Matthew Gregory Lewis, 1775-1818, known as "Monk" Lewis, English novelist.

Lewis is best known for his sensational Gothic novel The Monk (1796), a work which introduced the violence characteristic of German Gothic to the tradition established in England by Horace Walpole. His musical drama, The Castle Spectre (1798), increased his popularity.

Lewis served as a relatively ineffective member of Parliament from 1796 to 1802. He also owned a considerable amount of property in the West Indies, inherited from his father; his experience there led him to campaign for the humane treatment of slaves in his posthumously published Journal of a West India Proprietor (1834).

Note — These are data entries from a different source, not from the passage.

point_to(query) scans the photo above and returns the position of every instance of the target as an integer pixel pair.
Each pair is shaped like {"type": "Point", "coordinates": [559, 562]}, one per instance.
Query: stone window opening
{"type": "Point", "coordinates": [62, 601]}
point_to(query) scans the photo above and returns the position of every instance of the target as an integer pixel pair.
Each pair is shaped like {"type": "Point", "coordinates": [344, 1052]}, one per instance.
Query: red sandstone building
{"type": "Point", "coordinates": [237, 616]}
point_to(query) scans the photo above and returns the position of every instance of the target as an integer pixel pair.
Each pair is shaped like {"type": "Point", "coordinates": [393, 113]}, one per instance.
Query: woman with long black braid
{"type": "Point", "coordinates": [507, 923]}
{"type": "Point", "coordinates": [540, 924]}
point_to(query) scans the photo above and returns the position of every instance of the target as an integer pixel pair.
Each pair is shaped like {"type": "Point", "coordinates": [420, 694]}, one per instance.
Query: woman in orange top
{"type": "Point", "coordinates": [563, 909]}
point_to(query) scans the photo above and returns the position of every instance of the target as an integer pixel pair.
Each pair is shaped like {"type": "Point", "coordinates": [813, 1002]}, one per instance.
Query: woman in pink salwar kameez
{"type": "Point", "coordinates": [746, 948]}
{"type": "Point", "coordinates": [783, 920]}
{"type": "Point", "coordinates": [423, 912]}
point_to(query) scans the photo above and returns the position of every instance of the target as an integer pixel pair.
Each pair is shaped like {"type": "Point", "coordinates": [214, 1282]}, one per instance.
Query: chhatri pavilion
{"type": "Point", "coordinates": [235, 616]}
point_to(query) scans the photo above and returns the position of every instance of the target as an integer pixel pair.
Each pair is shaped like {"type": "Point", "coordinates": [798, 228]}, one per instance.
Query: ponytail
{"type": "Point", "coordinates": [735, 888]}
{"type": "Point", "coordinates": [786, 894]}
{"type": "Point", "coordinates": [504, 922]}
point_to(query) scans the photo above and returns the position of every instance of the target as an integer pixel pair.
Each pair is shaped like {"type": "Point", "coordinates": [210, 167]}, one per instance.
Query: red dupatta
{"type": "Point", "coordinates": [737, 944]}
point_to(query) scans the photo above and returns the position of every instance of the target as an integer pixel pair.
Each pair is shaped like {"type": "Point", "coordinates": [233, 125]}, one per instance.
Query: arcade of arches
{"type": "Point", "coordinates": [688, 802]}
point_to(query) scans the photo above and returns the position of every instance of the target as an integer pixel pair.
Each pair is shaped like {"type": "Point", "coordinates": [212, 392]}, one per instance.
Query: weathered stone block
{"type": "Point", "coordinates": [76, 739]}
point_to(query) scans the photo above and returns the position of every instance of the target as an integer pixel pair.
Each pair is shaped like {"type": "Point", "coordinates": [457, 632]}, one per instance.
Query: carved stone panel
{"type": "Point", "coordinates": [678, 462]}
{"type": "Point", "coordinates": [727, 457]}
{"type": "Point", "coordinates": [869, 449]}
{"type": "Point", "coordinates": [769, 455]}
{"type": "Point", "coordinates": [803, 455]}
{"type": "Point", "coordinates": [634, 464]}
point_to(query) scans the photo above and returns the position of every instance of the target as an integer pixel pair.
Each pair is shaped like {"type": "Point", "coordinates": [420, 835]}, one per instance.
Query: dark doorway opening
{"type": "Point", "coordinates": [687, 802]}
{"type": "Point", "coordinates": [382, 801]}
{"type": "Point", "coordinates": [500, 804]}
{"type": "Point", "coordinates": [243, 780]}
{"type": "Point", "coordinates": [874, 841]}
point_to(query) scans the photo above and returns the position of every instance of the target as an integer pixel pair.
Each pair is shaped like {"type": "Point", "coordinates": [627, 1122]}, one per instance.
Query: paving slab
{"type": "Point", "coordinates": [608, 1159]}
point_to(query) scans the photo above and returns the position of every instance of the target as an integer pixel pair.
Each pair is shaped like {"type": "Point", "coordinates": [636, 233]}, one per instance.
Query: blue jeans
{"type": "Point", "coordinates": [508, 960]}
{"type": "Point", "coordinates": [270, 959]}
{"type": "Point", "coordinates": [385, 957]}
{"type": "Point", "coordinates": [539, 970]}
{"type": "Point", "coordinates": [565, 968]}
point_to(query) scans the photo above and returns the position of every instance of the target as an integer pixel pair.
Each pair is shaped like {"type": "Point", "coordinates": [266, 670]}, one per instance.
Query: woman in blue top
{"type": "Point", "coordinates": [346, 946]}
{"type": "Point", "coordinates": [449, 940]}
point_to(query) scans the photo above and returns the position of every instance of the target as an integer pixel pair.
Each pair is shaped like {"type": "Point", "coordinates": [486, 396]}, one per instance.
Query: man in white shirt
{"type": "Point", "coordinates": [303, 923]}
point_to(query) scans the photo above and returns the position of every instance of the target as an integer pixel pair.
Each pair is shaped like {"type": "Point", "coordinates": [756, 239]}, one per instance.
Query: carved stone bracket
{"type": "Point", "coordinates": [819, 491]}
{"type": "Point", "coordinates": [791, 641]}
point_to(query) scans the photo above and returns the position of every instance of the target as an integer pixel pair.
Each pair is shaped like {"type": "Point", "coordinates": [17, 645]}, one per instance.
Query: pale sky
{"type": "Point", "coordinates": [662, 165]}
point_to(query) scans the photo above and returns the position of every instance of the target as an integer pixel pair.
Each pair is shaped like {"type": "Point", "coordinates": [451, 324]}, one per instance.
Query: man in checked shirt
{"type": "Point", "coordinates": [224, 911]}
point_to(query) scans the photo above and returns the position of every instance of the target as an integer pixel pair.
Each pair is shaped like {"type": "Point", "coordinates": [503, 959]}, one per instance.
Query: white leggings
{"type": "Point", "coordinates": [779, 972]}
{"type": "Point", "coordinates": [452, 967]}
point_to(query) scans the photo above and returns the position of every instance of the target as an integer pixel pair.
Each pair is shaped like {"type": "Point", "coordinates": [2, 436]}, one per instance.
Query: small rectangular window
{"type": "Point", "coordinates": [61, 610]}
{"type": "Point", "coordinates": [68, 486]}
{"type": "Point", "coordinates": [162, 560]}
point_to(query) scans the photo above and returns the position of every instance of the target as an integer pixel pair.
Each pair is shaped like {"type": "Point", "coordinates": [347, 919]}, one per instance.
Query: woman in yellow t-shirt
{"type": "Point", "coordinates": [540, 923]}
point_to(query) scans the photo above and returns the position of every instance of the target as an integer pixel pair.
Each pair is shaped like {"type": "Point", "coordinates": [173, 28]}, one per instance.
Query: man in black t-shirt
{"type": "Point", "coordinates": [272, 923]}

Lewis met a great many famous and influential people: Walter Scott said he was

fonder of great people than he ought to have been, either as a man of talent or a man of fortune. He had always dukes and duchesses in his mouth, and was particularly fond of anyone who had a title.
But his associations included not only the nobility, but a great many writers, including Scott himself. While living in Weimar in 1792, he met "M. de Goethe, the celebrated author of Werter"; and he visited Byron, Percy Bysshe Shelley, and Polidori at the Villa Diodati in the summer of 1816. While there, he read aloud to Byron from Goethe's Faust (Part I), providing a running translation. He and Byron also visited Mme de Staël and argued about the slave trade.